Ne perdons pas espoir, la détermination paye - L’édito JUSTICE du 20 octobre 2021
Presque trois ans se seront écoulés entre les premières signatures de la pétition et le jugement définitif. Trois ans à demander justice. La semaine dernière, elle s’est montrée, et bien montrée avec la décision historique du Tribunal administratif de Paris. Lui qui avait déjà reconnu l’État français coupable d’inaction climatique en février dernier, a donné raison aux quatre ONGs et 2,3 millions de citoyennes et de citoyens qui avaient porté l’Affaire du siècle. Il rend justice d’une manière novatrice, qui pourrait changer la donne.
Depuis quelques années, déjà, nos actions en justice pour le climat entrainent partout à travers le monde l’émergence de nouvelles obligations pour les états et les entreprises. C’est Urgenda qui en 2015 contraint les Pays-Bas à réhausser leurs objectifs climatiques. C’est Ashgar Leghari qui fait condamner l’état pakistanais pour violation des droits fondamentaux de ses parents paysans par le dérèglement climatique. C’est l’Irlande, condamnée pour avoir développé une trajectoire inapte à tenir les objectifs climatiques. C’est la Cour Suprême de Colombie qui en 2018 donne raison à 25 jeunes plaignant·es et demande à l’état d’agir pour le climat et contre la déforestation ; et qui reconnaît les droits de la forêt Amazonienne. C’est, plus récemment, la Cour Constitutionnelle allemande qui juge l’action climatique urgente pour préserver les libertés fondamentales.
En France, le Conseil d’État a d’abord rappelé au gouvernement son devoir de se remettre sur la trajectoire climatique. Mais la décision de l’Affaire du siècle va encore plus loin : la Justice se montre et demande à l’état de rattraper son retard, de faire cesser et de réparer le préjudice écologique que constitue le surplus d’émissions de CO2 dans l’atmosphère. C’est une première. Gageons qu’elle fera tâche d’huile.
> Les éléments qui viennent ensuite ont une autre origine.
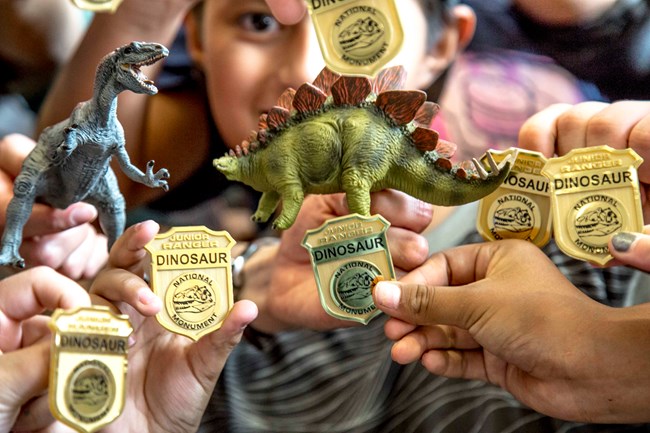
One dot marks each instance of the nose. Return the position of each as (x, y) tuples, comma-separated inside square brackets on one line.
[(304, 61)]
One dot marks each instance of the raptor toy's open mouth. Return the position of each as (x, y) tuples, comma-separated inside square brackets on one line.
[(134, 69)]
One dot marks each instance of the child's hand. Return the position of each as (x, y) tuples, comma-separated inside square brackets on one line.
[(562, 127), (61, 239), (162, 363), (292, 296), (25, 343)]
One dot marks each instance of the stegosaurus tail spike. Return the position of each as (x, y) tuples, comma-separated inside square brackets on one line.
[(393, 78), (277, 117), (426, 113), (425, 139), (325, 79), (263, 123), (445, 149), (308, 98), (286, 99), (401, 105), (351, 90)]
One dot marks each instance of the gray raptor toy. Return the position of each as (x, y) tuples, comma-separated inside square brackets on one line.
[(71, 161)]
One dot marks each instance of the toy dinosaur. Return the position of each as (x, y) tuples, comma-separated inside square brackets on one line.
[(354, 135), (70, 162)]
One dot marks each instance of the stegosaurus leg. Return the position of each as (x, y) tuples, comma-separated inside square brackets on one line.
[(267, 205), (292, 198), (111, 207), (357, 193)]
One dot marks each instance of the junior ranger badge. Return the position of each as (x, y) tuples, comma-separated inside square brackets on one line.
[(521, 207), (347, 254), (191, 274), (88, 367), (98, 5), (357, 36), (595, 195)]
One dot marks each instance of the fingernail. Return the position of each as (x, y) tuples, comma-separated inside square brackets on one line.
[(146, 296), (387, 295), (83, 214), (623, 241)]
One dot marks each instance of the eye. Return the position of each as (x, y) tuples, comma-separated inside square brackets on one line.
[(259, 23)]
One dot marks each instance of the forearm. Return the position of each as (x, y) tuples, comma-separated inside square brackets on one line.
[(622, 365), (564, 12), (257, 273)]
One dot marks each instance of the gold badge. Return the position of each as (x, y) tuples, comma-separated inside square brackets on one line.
[(98, 5), (88, 367), (347, 254), (521, 207), (595, 195), (357, 36), (191, 274)]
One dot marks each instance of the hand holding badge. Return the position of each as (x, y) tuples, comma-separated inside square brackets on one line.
[(88, 367), (590, 194), (357, 37), (98, 5), (191, 274)]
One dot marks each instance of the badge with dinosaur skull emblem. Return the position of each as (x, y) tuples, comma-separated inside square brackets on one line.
[(357, 37), (521, 207), (98, 5), (348, 253), (191, 274), (88, 367), (595, 195)]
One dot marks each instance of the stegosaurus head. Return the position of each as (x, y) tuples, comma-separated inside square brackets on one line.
[(124, 63)]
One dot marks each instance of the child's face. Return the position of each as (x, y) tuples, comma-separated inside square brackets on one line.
[(249, 59)]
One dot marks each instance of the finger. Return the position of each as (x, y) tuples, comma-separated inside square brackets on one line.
[(31, 292), (28, 294), (638, 140), (288, 12), (465, 364), (88, 257), (573, 125), (35, 329), (396, 329), (412, 346), (407, 249), (119, 285), (35, 415), (57, 250), (539, 132), (45, 220), (613, 124), (212, 351), (632, 249), (128, 251), (402, 210)]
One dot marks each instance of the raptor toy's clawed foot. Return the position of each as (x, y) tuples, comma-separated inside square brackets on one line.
[(10, 256), (158, 179)]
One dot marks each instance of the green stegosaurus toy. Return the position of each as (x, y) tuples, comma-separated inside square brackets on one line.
[(355, 135)]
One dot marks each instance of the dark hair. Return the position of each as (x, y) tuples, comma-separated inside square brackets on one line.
[(438, 15)]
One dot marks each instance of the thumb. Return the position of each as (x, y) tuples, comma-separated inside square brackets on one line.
[(420, 304), (214, 349), (631, 249)]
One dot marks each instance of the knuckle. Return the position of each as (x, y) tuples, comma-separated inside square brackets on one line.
[(419, 300)]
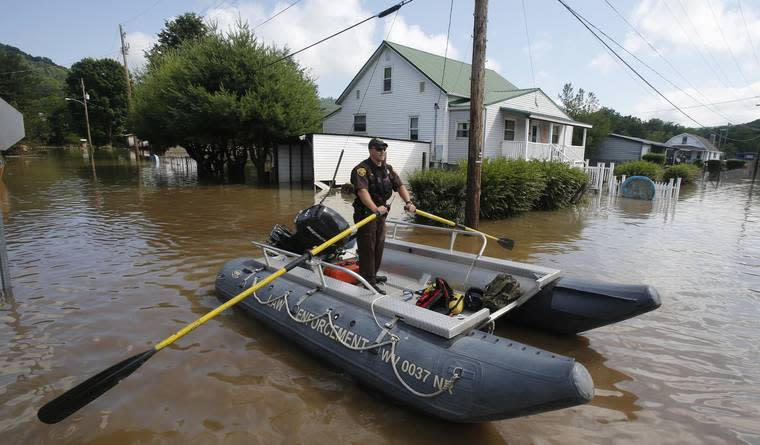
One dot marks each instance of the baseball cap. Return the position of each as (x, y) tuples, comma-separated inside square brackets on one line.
[(377, 142)]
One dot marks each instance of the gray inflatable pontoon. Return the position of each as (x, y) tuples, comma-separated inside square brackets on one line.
[(445, 366)]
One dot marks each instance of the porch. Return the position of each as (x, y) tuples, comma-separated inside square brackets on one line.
[(532, 136)]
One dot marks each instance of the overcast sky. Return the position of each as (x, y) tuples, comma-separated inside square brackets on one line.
[(706, 50)]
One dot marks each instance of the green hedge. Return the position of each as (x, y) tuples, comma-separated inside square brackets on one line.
[(508, 187), (640, 168), (687, 172), (655, 158)]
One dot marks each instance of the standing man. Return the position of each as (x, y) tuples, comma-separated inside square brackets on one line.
[(374, 182)]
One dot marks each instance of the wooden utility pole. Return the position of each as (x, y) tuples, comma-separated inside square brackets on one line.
[(477, 85), (87, 121)]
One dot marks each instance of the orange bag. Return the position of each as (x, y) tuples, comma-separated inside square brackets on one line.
[(352, 265)]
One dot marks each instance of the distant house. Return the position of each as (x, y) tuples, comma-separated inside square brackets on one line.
[(11, 125), (618, 148), (403, 93), (687, 147)]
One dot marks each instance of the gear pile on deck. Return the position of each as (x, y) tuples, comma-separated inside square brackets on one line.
[(441, 359)]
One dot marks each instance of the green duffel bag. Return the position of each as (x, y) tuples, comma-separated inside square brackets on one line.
[(501, 291)]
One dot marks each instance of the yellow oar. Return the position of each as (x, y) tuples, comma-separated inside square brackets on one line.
[(92, 388), (503, 242)]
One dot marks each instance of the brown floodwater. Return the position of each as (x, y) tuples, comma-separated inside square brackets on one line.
[(104, 269)]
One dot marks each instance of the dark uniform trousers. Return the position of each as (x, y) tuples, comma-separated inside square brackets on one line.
[(370, 242)]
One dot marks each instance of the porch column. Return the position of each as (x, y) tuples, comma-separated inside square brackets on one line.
[(527, 137)]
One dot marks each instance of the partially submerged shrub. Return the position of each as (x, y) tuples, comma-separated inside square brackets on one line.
[(688, 173), (655, 158), (639, 168), (733, 164), (564, 185)]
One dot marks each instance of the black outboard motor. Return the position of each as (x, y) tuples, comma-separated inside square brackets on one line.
[(314, 226)]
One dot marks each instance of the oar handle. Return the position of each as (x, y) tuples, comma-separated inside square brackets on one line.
[(280, 272)]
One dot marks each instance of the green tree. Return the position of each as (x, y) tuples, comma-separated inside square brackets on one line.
[(222, 98), (187, 27), (107, 105), (577, 104)]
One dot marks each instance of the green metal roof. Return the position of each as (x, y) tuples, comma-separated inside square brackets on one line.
[(457, 80)]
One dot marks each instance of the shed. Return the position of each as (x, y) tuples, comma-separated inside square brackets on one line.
[(618, 148)]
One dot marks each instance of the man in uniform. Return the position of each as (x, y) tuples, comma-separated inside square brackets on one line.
[(374, 182)]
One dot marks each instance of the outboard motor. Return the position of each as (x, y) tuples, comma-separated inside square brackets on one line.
[(314, 226)]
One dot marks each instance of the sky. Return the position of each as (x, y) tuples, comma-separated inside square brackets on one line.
[(702, 55)]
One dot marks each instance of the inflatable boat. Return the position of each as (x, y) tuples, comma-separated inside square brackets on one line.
[(451, 367)]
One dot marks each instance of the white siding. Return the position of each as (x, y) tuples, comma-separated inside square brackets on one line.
[(457, 147), (403, 156), (388, 113), (528, 102)]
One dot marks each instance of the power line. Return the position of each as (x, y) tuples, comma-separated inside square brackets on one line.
[(380, 15), (143, 12), (278, 13), (583, 22)]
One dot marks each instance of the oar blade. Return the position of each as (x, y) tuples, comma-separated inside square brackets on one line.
[(72, 400), (506, 243)]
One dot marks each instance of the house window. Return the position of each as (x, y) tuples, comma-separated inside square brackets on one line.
[(387, 72), (509, 130), (555, 134), (414, 128), (360, 123), (463, 129)]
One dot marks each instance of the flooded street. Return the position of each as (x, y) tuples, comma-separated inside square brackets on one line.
[(104, 269)]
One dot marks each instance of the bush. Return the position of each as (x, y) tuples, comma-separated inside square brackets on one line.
[(714, 165), (687, 173), (508, 187), (439, 191), (655, 158), (640, 168), (563, 186)]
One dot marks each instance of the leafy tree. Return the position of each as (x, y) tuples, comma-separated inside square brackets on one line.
[(222, 98), (187, 27), (107, 105), (577, 104)]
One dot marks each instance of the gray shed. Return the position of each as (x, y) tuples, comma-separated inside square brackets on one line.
[(618, 148)]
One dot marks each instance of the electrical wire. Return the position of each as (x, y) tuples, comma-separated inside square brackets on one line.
[(583, 22), (278, 13)]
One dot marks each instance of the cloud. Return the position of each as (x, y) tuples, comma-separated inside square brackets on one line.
[(602, 62), (138, 42), (739, 106)]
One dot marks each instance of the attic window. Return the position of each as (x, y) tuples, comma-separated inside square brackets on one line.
[(387, 73)]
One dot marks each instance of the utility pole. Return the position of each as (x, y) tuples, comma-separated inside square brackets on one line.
[(87, 120), (477, 85)]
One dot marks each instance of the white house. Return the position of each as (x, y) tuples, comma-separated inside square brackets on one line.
[(687, 147), (404, 93)]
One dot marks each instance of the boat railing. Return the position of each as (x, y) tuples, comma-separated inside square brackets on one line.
[(454, 233), (266, 248)]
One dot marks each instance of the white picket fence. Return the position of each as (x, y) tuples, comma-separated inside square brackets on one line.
[(662, 190)]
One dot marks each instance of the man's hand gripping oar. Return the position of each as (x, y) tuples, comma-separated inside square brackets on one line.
[(503, 241), (72, 400)]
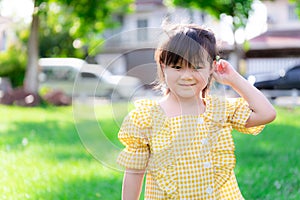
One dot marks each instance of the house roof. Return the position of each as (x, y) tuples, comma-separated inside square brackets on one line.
[(278, 39), (275, 43)]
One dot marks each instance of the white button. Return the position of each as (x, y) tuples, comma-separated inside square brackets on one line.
[(204, 141), (200, 120), (209, 190), (207, 165)]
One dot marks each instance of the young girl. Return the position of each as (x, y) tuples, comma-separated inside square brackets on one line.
[(183, 141)]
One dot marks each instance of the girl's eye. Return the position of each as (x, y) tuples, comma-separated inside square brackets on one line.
[(176, 67)]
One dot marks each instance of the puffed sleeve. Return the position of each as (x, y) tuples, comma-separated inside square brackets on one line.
[(133, 135), (240, 112)]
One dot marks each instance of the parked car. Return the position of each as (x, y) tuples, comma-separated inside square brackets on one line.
[(75, 77), (282, 80)]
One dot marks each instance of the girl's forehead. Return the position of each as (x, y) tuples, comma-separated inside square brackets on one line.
[(184, 63)]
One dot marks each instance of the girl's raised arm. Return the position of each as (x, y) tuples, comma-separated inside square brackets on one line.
[(262, 110)]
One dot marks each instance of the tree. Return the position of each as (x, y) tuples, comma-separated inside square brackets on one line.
[(238, 9), (86, 20)]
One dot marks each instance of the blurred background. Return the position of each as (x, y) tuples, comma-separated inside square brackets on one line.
[(260, 38), (57, 143)]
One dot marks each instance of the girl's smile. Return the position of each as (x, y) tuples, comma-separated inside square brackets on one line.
[(186, 82)]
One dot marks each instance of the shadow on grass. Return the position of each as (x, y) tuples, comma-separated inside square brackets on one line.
[(268, 164), (93, 188)]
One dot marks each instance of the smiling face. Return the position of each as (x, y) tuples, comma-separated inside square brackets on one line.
[(185, 60), (186, 81)]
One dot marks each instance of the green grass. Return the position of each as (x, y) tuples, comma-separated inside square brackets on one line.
[(45, 155)]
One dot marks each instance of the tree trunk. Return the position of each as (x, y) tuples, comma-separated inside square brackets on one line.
[(31, 76)]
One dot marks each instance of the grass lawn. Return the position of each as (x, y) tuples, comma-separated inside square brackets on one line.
[(45, 156)]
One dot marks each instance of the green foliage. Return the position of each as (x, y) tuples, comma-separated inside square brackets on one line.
[(238, 9), (64, 21), (297, 3), (42, 156), (13, 64)]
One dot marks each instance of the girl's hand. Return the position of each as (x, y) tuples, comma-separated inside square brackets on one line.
[(224, 73)]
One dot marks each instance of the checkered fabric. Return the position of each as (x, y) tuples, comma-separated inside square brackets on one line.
[(188, 156)]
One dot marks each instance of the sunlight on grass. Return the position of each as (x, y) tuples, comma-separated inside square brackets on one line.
[(43, 157)]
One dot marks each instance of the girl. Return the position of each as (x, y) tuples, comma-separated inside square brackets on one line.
[(184, 140)]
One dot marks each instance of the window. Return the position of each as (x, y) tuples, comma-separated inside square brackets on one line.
[(88, 75), (292, 13), (142, 34)]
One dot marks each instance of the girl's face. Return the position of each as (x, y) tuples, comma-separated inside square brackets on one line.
[(186, 82)]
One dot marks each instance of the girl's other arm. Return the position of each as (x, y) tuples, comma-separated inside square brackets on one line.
[(132, 184), (262, 110)]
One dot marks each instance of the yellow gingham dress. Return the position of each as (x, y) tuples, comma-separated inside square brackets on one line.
[(187, 156)]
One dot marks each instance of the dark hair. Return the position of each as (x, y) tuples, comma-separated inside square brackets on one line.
[(189, 43)]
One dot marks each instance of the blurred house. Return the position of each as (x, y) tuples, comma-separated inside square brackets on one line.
[(279, 47), (130, 49)]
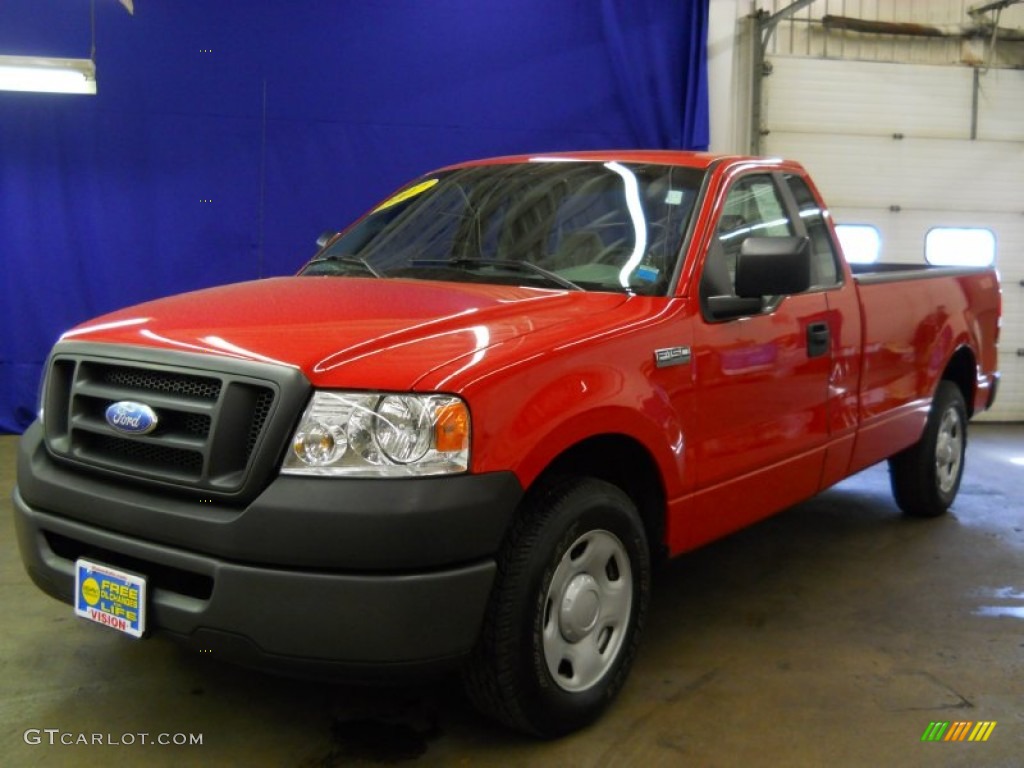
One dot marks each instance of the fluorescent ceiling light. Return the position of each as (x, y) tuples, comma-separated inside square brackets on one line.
[(47, 75)]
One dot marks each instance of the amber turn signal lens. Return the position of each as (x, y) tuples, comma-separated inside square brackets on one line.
[(452, 428)]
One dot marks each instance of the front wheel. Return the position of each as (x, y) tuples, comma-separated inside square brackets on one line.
[(926, 476), (566, 611)]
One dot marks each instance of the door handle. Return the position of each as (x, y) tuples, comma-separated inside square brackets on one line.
[(817, 339)]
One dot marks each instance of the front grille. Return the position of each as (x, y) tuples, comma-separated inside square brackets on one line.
[(210, 424)]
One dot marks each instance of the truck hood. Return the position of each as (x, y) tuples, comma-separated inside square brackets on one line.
[(346, 332)]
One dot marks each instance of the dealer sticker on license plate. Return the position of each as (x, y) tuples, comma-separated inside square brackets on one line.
[(111, 597)]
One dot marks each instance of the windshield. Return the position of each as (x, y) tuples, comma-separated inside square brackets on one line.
[(583, 225)]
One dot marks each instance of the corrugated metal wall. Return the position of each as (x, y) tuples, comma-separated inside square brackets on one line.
[(804, 34)]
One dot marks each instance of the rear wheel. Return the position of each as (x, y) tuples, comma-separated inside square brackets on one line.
[(566, 610), (926, 476)]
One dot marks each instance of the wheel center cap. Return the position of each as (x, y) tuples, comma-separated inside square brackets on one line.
[(580, 607)]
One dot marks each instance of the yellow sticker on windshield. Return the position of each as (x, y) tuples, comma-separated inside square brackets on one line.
[(406, 194)]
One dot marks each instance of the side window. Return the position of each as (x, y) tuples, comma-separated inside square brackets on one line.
[(824, 270), (753, 208)]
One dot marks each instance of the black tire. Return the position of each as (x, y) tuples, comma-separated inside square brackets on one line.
[(566, 610), (926, 476)]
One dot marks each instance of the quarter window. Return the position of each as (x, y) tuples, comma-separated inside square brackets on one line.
[(861, 243), (825, 270)]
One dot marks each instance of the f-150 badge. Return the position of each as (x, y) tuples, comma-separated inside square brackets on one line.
[(672, 356)]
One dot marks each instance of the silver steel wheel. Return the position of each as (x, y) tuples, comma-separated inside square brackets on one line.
[(587, 610), (948, 450)]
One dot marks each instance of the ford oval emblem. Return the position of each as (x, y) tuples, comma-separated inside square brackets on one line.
[(131, 418)]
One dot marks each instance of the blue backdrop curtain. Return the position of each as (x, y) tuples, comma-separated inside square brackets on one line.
[(226, 135)]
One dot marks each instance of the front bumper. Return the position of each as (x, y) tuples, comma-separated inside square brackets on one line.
[(360, 578)]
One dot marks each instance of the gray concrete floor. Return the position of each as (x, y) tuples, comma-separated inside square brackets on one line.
[(830, 635)]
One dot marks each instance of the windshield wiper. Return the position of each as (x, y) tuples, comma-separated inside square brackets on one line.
[(353, 260), (504, 264)]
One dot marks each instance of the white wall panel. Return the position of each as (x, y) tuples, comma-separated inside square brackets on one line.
[(867, 98), (1000, 104), (911, 173)]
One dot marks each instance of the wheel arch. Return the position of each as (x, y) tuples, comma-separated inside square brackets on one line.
[(962, 370), (626, 463)]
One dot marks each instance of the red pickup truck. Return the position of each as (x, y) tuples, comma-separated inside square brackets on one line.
[(463, 434)]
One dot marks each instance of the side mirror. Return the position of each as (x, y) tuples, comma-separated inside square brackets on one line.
[(773, 266), (325, 238)]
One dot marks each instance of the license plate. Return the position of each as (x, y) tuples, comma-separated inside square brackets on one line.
[(111, 597)]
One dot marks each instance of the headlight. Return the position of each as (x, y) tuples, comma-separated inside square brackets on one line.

Alors bien sûr la bataille n’est pas finie, mais les lignes du débat politique et sociétal bougent, et elles bougent en profondeur. Et de nombreuses autres victoires viennent s’additionner aux succès du mouvement pour la justice climatique. Des exemples ? La semaine dernière la Commission européenne a appelé à mettre fin à l’exploration de gaz et de pétrole dans l’Arctique. Dans la foulée, La Banque postale s’est engagée à liquider ses 1,2 milliard d’euros d’actifs liés aux énergies fossiles ; une belle victoire portée par des femmes comme Lucie Pinson et Cécile Duflot, déjà rencontrées dans cette newsletter. Bientôt, le groupe pétrolier Shell sera de retour devant justice néerlandaise, qui l’a condamné en mai dernier à réduire ses émissions nettes de CO2 de 45 % d’ici à la fin 2030 par rapport à 2019. La défense du directeur général de la firme à l’annonce du verdict vaut aveu à elle seule : « Nous allons faire appel car une décision de justice, contre une seule entreprise, n'est pas efficace. Ce qu'il faut, ce sont des politiques claires et ambitieuses qui entraîneront des changements fondamentaux dans l'ensemble du système énergétique. » Tant mieux car de ce côté de la frontière, nous mobilisons Justice et société civile pour que Total, depuis longtemps connaisseuse des mécanismes du dérèglement climatique, soit enfin reconnue responsable de ses projets climaticides et qui bafouent trop souvent également les droits humains.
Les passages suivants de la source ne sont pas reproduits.